/sogwo

selective grey wolf optimization with opposition based learning

Primary LanguageMATLAB

MATLAB code for Selective Opposition based GWO

Code to perform function optimization.

This is code for paper entitled - "Selective Opposition based Grey Wolf Optimization"

The code given is for three algorithms:

  • Selective Opposition based Grey Wolf Optimization (SOGWO)
  • Grey Wolf Optimization (GWO)
  • Particle Swarm Optimization (PSO)

Parameters

The following parameters must be set in main.m file for running the code

  • iteration - the number of runs per function
  • SearchAgents_no - population size
  • Max_iteration - iterations of each function to be executed
  • algo_choice - which algorithm to run

Running the code

  • Set all the required parameters in the files specified above
  • run file main.m

Link for algorithm details: Paper

Abstract:

The use of metaheuristics is widespread for optimization in both scientific and industrial problems due to several reasons, including flexibility, simplicity, and robustness. Grey Wolf Optimizer (GWO) is one of the most recent and popular algorithms in this area.

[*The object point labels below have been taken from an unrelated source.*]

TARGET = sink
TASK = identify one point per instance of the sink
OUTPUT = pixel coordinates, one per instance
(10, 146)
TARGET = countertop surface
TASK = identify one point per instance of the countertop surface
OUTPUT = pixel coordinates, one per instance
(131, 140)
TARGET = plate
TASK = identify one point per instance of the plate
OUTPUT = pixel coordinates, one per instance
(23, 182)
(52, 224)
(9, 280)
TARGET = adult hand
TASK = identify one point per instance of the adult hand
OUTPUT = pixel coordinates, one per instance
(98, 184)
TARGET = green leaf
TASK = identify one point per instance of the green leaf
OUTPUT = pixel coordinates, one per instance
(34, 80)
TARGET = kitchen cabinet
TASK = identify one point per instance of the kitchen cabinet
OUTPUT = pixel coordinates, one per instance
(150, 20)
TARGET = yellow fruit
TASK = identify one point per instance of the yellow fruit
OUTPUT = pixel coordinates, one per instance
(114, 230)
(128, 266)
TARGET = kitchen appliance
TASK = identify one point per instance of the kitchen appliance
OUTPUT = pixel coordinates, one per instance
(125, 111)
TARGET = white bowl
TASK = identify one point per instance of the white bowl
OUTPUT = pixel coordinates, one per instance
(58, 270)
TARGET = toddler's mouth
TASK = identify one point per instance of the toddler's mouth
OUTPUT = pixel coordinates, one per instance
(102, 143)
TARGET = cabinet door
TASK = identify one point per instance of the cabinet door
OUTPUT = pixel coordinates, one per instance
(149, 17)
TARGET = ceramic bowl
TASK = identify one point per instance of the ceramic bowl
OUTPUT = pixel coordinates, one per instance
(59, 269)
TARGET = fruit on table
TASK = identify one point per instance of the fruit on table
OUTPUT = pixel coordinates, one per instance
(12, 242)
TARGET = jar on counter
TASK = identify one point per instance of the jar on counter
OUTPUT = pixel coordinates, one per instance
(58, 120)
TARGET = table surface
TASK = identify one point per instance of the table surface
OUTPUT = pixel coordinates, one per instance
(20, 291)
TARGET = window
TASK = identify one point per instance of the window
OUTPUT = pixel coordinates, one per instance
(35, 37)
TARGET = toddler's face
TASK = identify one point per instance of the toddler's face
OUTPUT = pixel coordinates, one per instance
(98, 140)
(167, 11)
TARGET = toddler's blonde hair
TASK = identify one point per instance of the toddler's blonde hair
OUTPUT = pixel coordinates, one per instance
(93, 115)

In this work, opposition-based learning (OBL) is combined with GWO to enhance its exploratory behavior while maintaining a fast convergence rate. Spearman's correlation coefficient is used to determine the omega (ω) wolves (wolves with the lowest social status in the pack) on which to perform opposition learning. Instead of opposing all the dimensions in the wolf, a few dimensions of the wolf are selected on which opposition is applied. This assists with avoiding unnecessary exploration and achieving a fast convergence without deteriorating the probability of finding optimum solutions. The proposed algorithm is tested on 23 optimization functions. An extensive comparative study demonstrates the superiority of the proposed method.